Their contributions may not, however, need to be made with all hands literally on deck, as a new generation of internationally educated Kenyan entrepreneurs comfortable with negotiating the global business stage is already appearing. These include Ayatsi Makitiani, the young MIT graduate who founded Africa Online in the mid-1990s, and Segeni Ng'ethe, a graduate of Georgetown University who runs Mamamikes.com, an online store that allows clients anywhere in the world to send flowers on Valentines Day, a cake on Mother's Day, a crate of Tusker beer for Father's Day and even a live goat for Christmas to relatives and friends in Kenya and Uganda.

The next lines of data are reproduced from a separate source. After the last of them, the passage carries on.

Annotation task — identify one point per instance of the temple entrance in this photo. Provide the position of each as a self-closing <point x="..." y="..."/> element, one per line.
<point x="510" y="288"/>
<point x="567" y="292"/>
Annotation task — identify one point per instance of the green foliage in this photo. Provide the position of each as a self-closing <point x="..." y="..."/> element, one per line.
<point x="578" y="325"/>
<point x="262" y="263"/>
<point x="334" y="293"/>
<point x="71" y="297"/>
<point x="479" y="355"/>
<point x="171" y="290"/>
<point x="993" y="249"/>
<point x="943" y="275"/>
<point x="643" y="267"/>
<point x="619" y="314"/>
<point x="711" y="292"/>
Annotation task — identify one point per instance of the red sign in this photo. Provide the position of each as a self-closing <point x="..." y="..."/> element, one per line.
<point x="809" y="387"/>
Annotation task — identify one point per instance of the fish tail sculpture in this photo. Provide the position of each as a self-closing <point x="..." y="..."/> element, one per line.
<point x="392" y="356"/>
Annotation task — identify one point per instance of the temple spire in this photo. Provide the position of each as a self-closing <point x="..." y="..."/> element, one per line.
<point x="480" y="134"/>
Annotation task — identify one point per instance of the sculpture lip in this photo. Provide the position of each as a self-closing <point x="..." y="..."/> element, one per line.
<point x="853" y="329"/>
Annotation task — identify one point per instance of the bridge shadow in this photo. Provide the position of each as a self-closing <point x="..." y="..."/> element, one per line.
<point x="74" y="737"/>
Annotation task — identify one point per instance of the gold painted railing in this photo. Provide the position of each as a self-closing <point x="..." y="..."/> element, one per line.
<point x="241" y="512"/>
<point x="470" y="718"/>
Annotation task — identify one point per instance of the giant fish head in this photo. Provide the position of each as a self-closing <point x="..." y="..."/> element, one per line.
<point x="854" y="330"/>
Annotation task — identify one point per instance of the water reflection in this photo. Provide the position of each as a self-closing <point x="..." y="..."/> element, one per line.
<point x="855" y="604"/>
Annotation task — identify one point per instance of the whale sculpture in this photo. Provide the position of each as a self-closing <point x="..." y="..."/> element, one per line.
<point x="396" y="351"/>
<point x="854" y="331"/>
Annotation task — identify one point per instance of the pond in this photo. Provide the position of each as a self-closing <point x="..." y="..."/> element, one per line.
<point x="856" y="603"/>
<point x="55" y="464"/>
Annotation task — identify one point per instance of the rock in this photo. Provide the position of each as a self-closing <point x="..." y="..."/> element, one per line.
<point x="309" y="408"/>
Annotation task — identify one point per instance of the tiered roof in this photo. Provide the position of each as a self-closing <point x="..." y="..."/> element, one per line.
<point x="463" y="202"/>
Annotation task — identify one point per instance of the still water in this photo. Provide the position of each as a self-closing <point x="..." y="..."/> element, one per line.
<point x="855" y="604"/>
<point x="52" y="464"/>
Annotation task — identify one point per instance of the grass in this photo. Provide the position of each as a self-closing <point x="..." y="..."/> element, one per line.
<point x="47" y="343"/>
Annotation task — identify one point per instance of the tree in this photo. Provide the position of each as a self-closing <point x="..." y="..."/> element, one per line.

The challenges facing Kenya are not unique. Countries like China, India, and South Africa have developed different approaches for tapping into the expertise and other resources of their diasporas to meet their development goals and achieve global competitiveness. These countries are leading the way in turning the despair of brain drain into brain exchange and brain gain in different ways. Hopefully, a robust private-public framework that can facilitate productive linkages between Kenyan academics, researchers, artists, and investors at home and in the diaspora will emerge to consolidate the political and economic changes taking place in Kenya, as has been the case elsewhere.